The Ministry of Mining and Energy signed a memorandum of understanding with the renewable energy company headquartered in Chicago. Few banks can offer such favorable funding conditions, Vučić stressed.
“This is the beginning of a new era for us. This is an important leap into the future for us. This is a memorandum of understanding. We are about to enter negotiations on all the conditions and it won’t be easy, but I believe we will complete them soon. I believe we will make the best possible agreement for the future of Serbia for something that is, perhaps, of crucial importance for the economic development of our country and its success within the so-called green agenda,” the president stated.

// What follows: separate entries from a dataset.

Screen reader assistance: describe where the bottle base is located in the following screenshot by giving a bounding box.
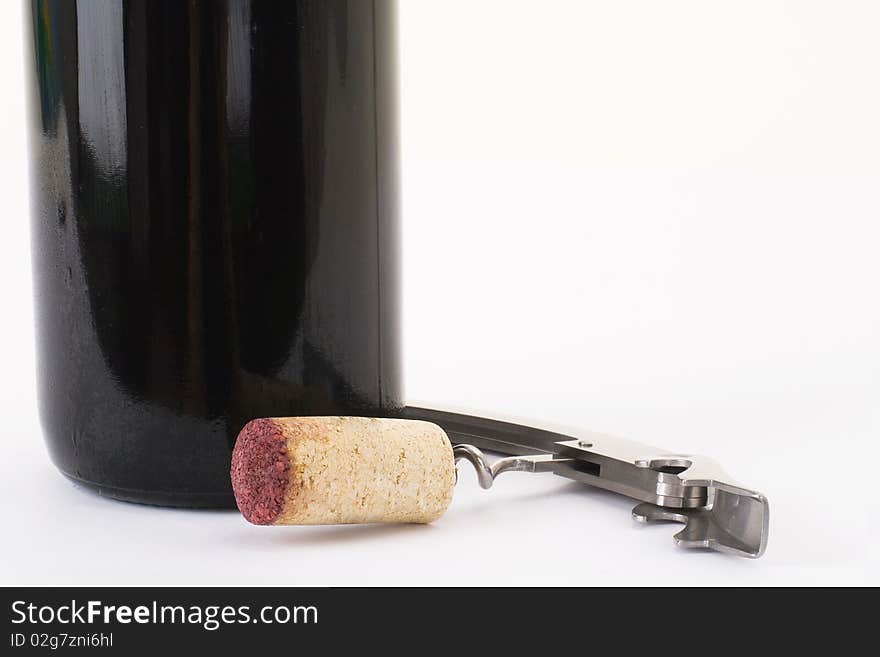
[61,471,236,509]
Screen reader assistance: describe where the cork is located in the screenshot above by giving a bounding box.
[231,417,455,525]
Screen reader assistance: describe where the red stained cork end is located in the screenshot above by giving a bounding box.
[230,419,290,525]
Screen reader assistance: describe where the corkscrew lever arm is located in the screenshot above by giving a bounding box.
[405,407,770,558]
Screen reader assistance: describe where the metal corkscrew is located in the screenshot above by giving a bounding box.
[422,407,770,558]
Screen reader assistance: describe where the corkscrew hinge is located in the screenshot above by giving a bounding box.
[405,407,770,558]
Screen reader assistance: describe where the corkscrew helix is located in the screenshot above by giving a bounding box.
[416,407,770,558]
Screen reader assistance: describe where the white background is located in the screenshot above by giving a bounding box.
[0,0,880,585]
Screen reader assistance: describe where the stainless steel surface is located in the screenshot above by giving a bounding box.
[405,407,770,558]
[452,444,565,490]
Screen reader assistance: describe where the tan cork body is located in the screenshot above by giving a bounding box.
[233,417,455,525]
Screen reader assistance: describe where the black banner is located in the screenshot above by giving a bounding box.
[0,587,872,655]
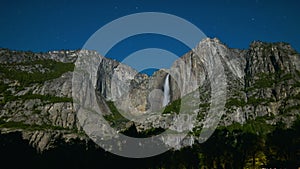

Photovoltaic plants will be built throughout Serbia on 2,000 hectares in total
The solar power plants in question should span a total of 2,000 hectares in ten or so locations throughout the country and reduce carbon dioxide emissions by 1.9 million tons per year, compared to Serbia’s current emissions of 51 million tons, according to Vučić. The photovoltaic project’s estimated output is equivalent to 3% of the current electricity production, he added.
Vučić expressed hope a contract would be signed soon and that within two years Serbia would have cleaner air, produce more electricity and improve energy efficiency and energy security. The government is about to reform and modernize the energy sector and state-owned enterprises, “which still haven’t essentially changed their habit not to change anything and to maintain the status quo,” he underscored.
Solar panels are part of solution for EU’s upcoming CO2 border tax
The 1 GW solar power project with UGT Renewables will help the country balance electricity and avoid paying a CO2 tax, Vučić asserted. He noted the European Union delayed the introduction of the Carbon Border Adjustment Mechanism until 2026 and said Serbia must find solutions like solar energy for such difficult conditions.
In his words, the government is “not ready to give up” on its coal-fired thermal power plants “within three days.” Vučić pointed to the benefits from having US companies in a country for the investment attractiveness of its economy.
UGT Renewables to build solar power plants on land of low economic value
UGT Renewables’ Chief Financial Officer Peter Goodall, who signed the memorandum with Deputy Prime Minister and Minister of Mining and Energy Zorana Mihajlović, said it is “the beginning of a process.” He added domestic construction firms would be involved.
The company’s executive asserted it would work with relevant ministries on picking locations with the land of low economic value. He vowed to pay great attention to the environmental impact and the effects of the project on the local communities.
UGT Renewables is developing solutions that will support economic growth in Serbia and the surrounding region, Goodall said.
US Ambassador to Serbia Anthony Godfrey said the country’s new Law on the Use of Renewable Energy Sources significantly improved the conditions for investment in green energy and that it would result in lower prices for consumers and clean air for everyone.
UGT Renewables and its subsidiary Sun Africa design, build and manage utility-scale solar power projects.